The primary goal of the breeding project that created HX-9 Tomato, was to obtain short-season promiscuously-pollinating determinate bicolor tomatoes that can ripen in Cache Valley.

Origin of Material

The tomato variety Jagoka was identified during a frost/cold tolerance trial as being a variety that grows very well and is highly productive in Cache Valley. Its flowers were highly attractive to bumblebees. It is determinate and bears very early red saladette sized fruits. Jagodka was originally developed in Russia. It is currently my main market tomato.

The heirloom tomato variety Hillbilly (or Virginia Sweets) is a super-long season indeterminate beefsteak that has bicolor (red/yellow) fruits and an open flower structure, making it in theory more susceptible to promiscuous pollination.

A Hillbilly flower was manually pollinated with pollen from Jagoka. The F1 was selfed.

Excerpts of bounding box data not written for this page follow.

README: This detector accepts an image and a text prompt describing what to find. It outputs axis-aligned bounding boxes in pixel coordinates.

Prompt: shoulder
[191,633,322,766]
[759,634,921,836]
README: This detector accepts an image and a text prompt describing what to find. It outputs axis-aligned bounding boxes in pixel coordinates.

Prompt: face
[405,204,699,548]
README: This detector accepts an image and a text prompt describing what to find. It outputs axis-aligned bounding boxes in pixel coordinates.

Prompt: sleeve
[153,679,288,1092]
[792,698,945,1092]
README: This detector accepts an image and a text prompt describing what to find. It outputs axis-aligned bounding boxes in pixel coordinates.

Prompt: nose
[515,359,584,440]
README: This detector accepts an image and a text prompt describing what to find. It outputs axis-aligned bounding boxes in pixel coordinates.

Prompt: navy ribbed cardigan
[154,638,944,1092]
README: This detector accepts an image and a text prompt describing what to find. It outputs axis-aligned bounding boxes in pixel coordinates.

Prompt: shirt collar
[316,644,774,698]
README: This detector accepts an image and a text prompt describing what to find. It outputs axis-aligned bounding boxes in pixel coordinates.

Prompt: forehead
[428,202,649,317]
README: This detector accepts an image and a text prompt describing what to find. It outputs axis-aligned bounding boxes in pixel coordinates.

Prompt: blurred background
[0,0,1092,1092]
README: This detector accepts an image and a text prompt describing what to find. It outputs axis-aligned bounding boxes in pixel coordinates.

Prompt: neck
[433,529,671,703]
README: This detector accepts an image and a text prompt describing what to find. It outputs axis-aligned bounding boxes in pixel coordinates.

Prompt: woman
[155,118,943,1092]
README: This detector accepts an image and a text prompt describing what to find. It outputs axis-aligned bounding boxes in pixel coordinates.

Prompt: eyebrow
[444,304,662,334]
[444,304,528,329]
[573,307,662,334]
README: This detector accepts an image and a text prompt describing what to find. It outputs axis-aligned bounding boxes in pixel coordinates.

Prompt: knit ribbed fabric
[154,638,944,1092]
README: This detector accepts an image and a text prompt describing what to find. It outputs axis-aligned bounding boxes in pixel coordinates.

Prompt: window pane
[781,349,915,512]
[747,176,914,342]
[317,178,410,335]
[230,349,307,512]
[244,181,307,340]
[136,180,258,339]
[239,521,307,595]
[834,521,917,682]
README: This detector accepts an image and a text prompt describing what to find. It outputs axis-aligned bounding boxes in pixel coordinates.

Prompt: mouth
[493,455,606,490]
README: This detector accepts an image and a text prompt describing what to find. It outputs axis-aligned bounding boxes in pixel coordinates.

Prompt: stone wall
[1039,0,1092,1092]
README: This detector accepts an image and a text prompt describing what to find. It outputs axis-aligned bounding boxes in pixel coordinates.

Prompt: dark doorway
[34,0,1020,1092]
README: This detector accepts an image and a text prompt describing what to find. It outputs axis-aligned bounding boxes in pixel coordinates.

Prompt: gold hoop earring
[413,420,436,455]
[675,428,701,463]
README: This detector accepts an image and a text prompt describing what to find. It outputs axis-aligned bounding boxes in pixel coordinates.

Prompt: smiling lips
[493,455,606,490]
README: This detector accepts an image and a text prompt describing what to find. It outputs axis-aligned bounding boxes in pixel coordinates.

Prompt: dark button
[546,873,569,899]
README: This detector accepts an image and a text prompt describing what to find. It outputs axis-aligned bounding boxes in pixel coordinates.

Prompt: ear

Description and Selection Process

HX-9 Tomato originated from one F2 plant. This plant was selected from the F2 offspring because it combined a whole string of recessive traits that the project was hoping to achieve: Determinate growth habit, bicolor fruits, open flowers, and exerted stigma (all fixed recessive traits). Additionally, the plant was the earliest to produce fruit, and the most productive overall. The fruits were large. It had a showy floral display, and big flower petals. Days To Maturity, fruit size, and productivity are QTL traits, so ongoing segregation in those traits is possible.